VOVS KI PASSEZ ICI PRIES PVR LAME IOHAN FIS ALEIN
KI GIT ICI DEV DE SA ALME EIT MERCI. AMEN.

ISABEL DE MORTIMER SA FEMME ACOST DE L ... DEV
DE LVR ALME ... MERCI. AMEN.

Another slab has the incised effigy of a woman shown wearing a quaint head-dress with a coat-of-arms on either side of it, her gloved hands folded in prayer; the inscription is in Latin, that prevailed during that later period and for long afterwards, and thus it runs:—

Hic jacet ... filia Iohis Leyton armigi & uxor Ricardi
mynde que obiit in festo Cathedre Sancti Petri
Anno Dni Millesio cccc xxviij cui aie ppiciet Deus Amen.

I loitered long at Haughmond, and loth I was to leave so peace-bestowing a spot; thither the world-weary pilgrim might well come in search of rest, for nowhere could he find a quietude more profound.

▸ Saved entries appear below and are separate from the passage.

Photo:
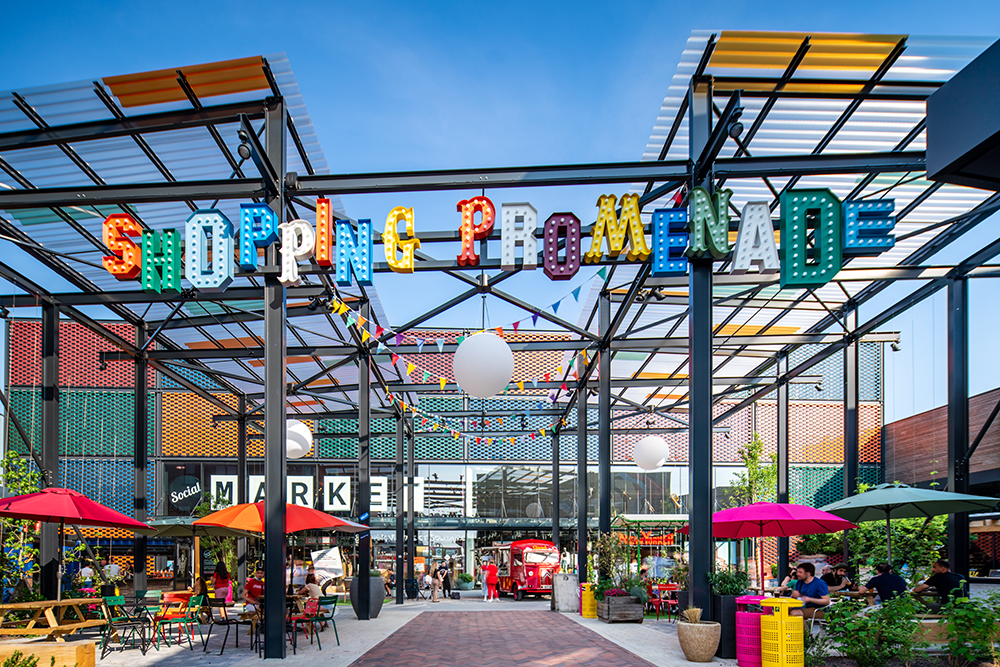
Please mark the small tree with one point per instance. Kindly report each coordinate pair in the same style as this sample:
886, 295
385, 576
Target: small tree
759, 481
19, 557
223, 548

I wish I could, in words, express the peacefulness of the spot, a peacefulness that grew upon me and that seemed to me on leaving like an unuttered benediction, but not the less a benediction because unuttered. Never bade I farewell to a spot more reluctantly; never have I felt a greater desire to return to one. Such was the spell it cast upon me. "Within its walls peace reigned; from its stately church came the sounds of prayer and praise; its gates were ever open to the pilgrim and the poor; its hospitality and brotherly kindness softened the harsh incidence of the feudal days."